FFP1 - Antagonists (1)

1. Antagonists

  • Definition:

    • Antagonists are substances that bind to a receptor but do not provoke a biological response.

    • They prevent agonists (ligands that activate receptors) from binding and eliciting a response.

Intrinsic Activity (α)

α = 1: Full Agonist

1 > α > 0: Partial Agonist

α = 0: Antagonist

Competitive Antagonists

  • Binding Site:

    • Competes with the agonist for the same binding site on the receptor.

    • Reversible binding, allowing agonist to displace it.

    • Excess agonist can overcome its effect.

    • Maximum effect of agonist is unchanged.

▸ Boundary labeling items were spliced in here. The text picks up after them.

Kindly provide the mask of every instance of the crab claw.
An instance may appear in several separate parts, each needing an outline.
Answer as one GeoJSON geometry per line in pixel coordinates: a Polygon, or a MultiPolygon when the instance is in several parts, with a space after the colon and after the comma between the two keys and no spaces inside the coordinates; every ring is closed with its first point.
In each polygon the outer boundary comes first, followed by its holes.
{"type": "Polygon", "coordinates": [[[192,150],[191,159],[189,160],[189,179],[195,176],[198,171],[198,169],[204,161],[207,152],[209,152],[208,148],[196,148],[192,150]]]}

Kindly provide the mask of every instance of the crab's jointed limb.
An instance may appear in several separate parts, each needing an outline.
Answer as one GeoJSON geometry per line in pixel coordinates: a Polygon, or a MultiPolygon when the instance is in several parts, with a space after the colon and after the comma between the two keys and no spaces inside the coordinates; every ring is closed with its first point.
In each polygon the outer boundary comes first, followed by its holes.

    • Requires higher agonist dose to reach maximum effect.

    • (shifts graph to the right)

    • Effective concentration 50 (EC50) increases

Non-Competitive Antagonists

  • Binding Site: Binds to a different site than the agonist.

  • Reversible binding

  • Also known as an allosteric antagonist or inhibitor.

  • Cannot be overcome by increasing agonist concentration.

  • Effect on Maximal Response

  • (shifts graft downwards)

  • EC50 is unchanged

2. Types of Antagonists

2.1 Reversible Antagonists

  • Definition:

    • Binding is reversible, meaning the antagonist can be removed or displaced by a higher concentration of the agonist.

  • Effect on Dose-Response Curve:

    • Increases the dose of agonist required to achieve maximum effect (Emax).

    • Log dose-response curve shifts to the right, indicating that higher concentrations of agonist are needed.

2.2 Irreversible Antagonists

  • Definition:

    • Bind to receptor, permanently inactivating it.

    • Cannot be displaced by other ligands.

  • Effect on Dose-Response Curve:

    • Maximum effect (Emax) of the agonist is reduced.

    • Log dose-response curve shifts down, reflecting the reduced number of available receptors

4. Comparing Potency

  • ED50:

    • Effective dose that elicits a therapeutic effect in 50% of the population tested.

  • IC50:

    • Inhibitory concentration that reduces the response of an agonist by 50%.

    • Determined by adding increasing doses of antagonist and observing the response.

5. Desensitization and Tolerance

  • Desensitisation/Tachyphylaxis:

    • the effect of a drug diminishes when it is given repeatedly or continuously.

  • Tolerance:

    • Similar to desensitisation but develops more slowly

  • Refractoriness:

    • A state where the effect diminishes due to factors like receptor changes or physiological adaptation.

6. All-or-None Responses

  • Graded Dose-Response curve:

    • Continuous scale responses (e.g., heart rate).

  • Quantal Response:

    • All-or-none effect (e.g., presence or absence of a medical condition).